CRY, THE BELOVED COUNTRY
By Professor Duncan R Shaw
Madrid, 11 June 2022
In 1948, Alan Paton denounced South Africa’s degradation towards the frightful apartheid system by writing Cry, The Beloved Country. The award-winning novel depicted a country torn apart by racist injustice, international isolation and political corruption.
Instead of writing a complete novel about the current state of my own country, I will instead just write this brief column – with the Patonesque indignation of an expatriate who sees the land of his birth degenerating into chaos and conflict.
My distaste for what Britain has become is expressed in several of my books. This distaste has actually now turned into despair, in the light of events since the nightmarish Brexit referendum of 2016, when 52 per cent were persuaded to vote Leave mainly because of the xenophobic and anti-immigrant lies of Rupert Murdoch, Conrad Black, Boris Johnson and Nigel Farage.
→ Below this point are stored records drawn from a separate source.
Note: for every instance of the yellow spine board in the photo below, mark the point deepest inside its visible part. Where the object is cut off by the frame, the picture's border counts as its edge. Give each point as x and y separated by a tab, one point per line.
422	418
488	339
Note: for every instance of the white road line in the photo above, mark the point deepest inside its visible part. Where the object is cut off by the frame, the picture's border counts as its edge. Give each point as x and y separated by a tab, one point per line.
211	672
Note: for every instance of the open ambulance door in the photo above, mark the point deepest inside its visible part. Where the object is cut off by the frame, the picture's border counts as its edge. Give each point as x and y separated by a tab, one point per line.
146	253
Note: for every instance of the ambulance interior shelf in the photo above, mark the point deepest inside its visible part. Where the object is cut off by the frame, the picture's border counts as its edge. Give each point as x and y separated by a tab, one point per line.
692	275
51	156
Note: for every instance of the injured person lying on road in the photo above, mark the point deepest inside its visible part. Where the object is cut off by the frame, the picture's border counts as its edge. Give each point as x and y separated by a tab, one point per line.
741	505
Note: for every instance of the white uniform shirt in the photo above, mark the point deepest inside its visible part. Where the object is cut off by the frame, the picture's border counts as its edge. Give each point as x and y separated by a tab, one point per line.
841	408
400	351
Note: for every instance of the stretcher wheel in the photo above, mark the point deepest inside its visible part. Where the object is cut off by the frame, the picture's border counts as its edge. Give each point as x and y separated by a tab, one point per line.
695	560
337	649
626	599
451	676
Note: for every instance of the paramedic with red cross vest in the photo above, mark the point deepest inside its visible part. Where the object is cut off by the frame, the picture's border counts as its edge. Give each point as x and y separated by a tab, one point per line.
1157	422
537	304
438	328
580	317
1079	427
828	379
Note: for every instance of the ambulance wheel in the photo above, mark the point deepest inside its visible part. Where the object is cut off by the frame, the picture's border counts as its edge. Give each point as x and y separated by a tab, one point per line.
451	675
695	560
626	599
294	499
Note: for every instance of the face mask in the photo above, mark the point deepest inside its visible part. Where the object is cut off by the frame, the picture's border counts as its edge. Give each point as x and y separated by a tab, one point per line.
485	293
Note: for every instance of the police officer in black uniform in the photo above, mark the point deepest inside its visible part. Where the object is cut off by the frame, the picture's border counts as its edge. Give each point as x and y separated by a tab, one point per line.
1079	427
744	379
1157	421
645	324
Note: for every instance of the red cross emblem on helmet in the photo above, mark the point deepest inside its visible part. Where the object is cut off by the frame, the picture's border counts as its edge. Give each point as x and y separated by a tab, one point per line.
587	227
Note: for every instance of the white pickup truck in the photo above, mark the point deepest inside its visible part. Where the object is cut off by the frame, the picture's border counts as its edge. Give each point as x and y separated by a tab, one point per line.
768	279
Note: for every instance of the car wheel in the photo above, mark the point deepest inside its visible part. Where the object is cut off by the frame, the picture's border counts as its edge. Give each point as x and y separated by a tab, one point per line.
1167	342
More of which anon, unfortunately.
I was born in the north of England in 1961, to progressive middle-class parents who believed that the country was, broadly, on the right track: towards more equality of opportunity, towards a well-functioning welfare state, towards better public services, towards a more equitable society – and towards the European Economic Community (as the EU was then known) and away from the moribund British Empire.
Instead of moving in the right direction, however, Britain has clearly moved in the wrong direction, since the election of Margaret Thatcher in 1979 (with less than a third of the vote, on a low turnout). For the past 43 years, according to all commonly accepted objective measurements, Britain has inexorably become a more unequal, more divided, more unhappy and more polluted country (in unhappy contrast to the countries of the EU), with an underfunded public health system which collapsed during the Covid-19 crisis, with scrappy public services – and with thousands of unfortunates (not to say millions) queueing up at the food banks.
Brexit (which Thatcher strongly recommended, before her death in 2013) has not only isolated Britain internationally and damaged its exports. It has also shattered the fragile ties that have held the United Kingdom together for three centuries. Northern Ireland seems poised to join a reunited Ireland, eventually, while the ruling Scottish National Party is pushing for a second independence referendum (they narrowly lost the first one, in 2014).
Quo vadis, Britannia?
In 1962, former US Secretary of State Dean Acheson famously remarked that Britain had “lost an empire, and failed to find a role”. Mutatis mutandis, it now seems that after childishly walking out on the EU, Britain has lost a role and failed to find an empire.
I left Britain for good in 1985, at exactly the same time as Thatcher was cruelly and spitefully humiliating the country’s striking coal miners; they went from being national heroes (especially during the two world wars) to being “the enemy within”, in her infamous denunciation.
Most of my university friends (Leicester and London) have also left the country (for continental Europe, the US and Australia), disillusioned with what Britain has become since 1979.
Britain briefly captured the world’s attention last week, away from Ukraine temporarily. The Jubilee celebrations for Elizabeth II’s 70 years on the throne (with deliquent princes Andrew and Harry pushed out of the foreground into the chorus line) were an expensive and largely futile attempt to paper over the kingdom’s many cracks.
These divisions were thrown into stark relief on Monday when almost half of the Conservative Members of Parliament voted no confidence in the embattled Johnson. Almost all political insiders have said that the mendacious, faithless Prime Minister will only be able to stagger on for another year or so – rudderless, directionless, reviled and despised, for his lying ways – until the Conservatives finally give him the coup de grace.
On Friday the hapless, vacuous Johnson again blathered on about bringing back Britain’s arcane imperial system of weights and measures (which was largely abandoned in favour of the metric system in the 1970s). In his desperation, he also tried to talk up the “wonderful opportunities offered by Brexit” – and again defended his hugely unpopular (and expensive) scheme to deport illegal immigrants and refugees to Rwanda, against international law.
Empty vessels clearly make the most noise, as the old adage goes.
As Paton said in 1948: cry, the beloved country.